Dalam ketentuan undang-undang pemasyarakatan, seseorang yang menjalani hukuman mendapat pembinaan, jika seseorang sudah bebas bersyarat, dia mendapatkan program pembimbingan. Menurut Taufik, sebetulnya pendampingan ini wajib dilakukan seperti amanat UU. “Entah ada kekurangan di beberapa sektor, hal tersebut jadi tidak maksimal. Pengelolanya, Balai Pemasyarakatan di bawah Dirjen Pemasyarakatan, tidak punya mekanisme monitoring dan empowering yang memadai, mereka cenderung melakukan kerja-kerja administratif.”

Kritik terhadap konsep deradikalisasi juga disampaikan oleh Dahnil Anzar Simanjuntak selaku Ketua Umum Pengurus Pusat Pemuda Muhammadiyah. Sejauh ini, konsep deradikalisasi mantan napi teroris masih terlalu kabur. “Modalnya sekedar melakukan stereotype kepada kelompok tertentu dengan ciri-ciri tampilan fisik dan lan-lain. Model program yang tidak komprehensif menangkal radikalisasi mulai dari Hulu sampai hilir tidak dilakukan dengan serius,” ujarnya.

Jika memang si napi membutuhkan empowerment ya dia harus didampingi agar dia memiliki ruang sosial baru. “Tapi jika dari awal assessment menunjukkan bahwa napi tersebut tidak bisa menerima program apapun, maka yang digunakan adalah mekanisme monitoring,” kata Taufik.

BNPT, intelijen, dan lembaga pemasyarakatan harus aktif. Hal ini juga bisa dilakukan dengan mengajak aktor non-negara seperti NGO dan tentu masyarakat. Selama ini publik tak pernah diberikan akses informasi seberapa jauh program tersebut berhasil, sehingga menimbulkan kekhawatiran akan adanya serangan teroris.

Pemerintah sejak 2014 sudah melakukan program deradikalisasi di dalam lembaga pemasyarakatan. Program tersebut termasuk dakwah, kontra-ideologi, dan wawasan kebangsaan. “Deradikalisasi ini memang sulit, meski bukan mustahil,” kata Taufik. “Proses deradikalisasi lama dan hasilnya belum bisa diukur karena selalu mengutamakan perubahan ideologi dan pemikiran kognitif. Disengament ini lebih kepada perubahan perilaku dan lebih terukur. Misalnya seberapa jauh dia bisa menghindari kekerasan dan tidak berjejaring dengan kelompok lama.”

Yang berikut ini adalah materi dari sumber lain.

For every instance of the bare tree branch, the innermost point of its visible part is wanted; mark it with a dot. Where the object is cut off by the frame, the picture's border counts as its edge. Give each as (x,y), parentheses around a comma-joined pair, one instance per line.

Menurut Taufik, program deradikalisasi harus mencermati satu per satu akar masalah pada narapidana terorisme. Program yang ada sekarang tidak berdasarkan pendampingan dan penilaian per individu.

“Deradikalisasi itu merupakan jalan panjang, harus dicermati satu per satu akarnya. Kita harus melihat dulu subyek per subyek, apakah yang bersangkutan ini menerima program atau tidak. Problem mendasar terletak pada konsep atau program desainnya,” kata Taufik.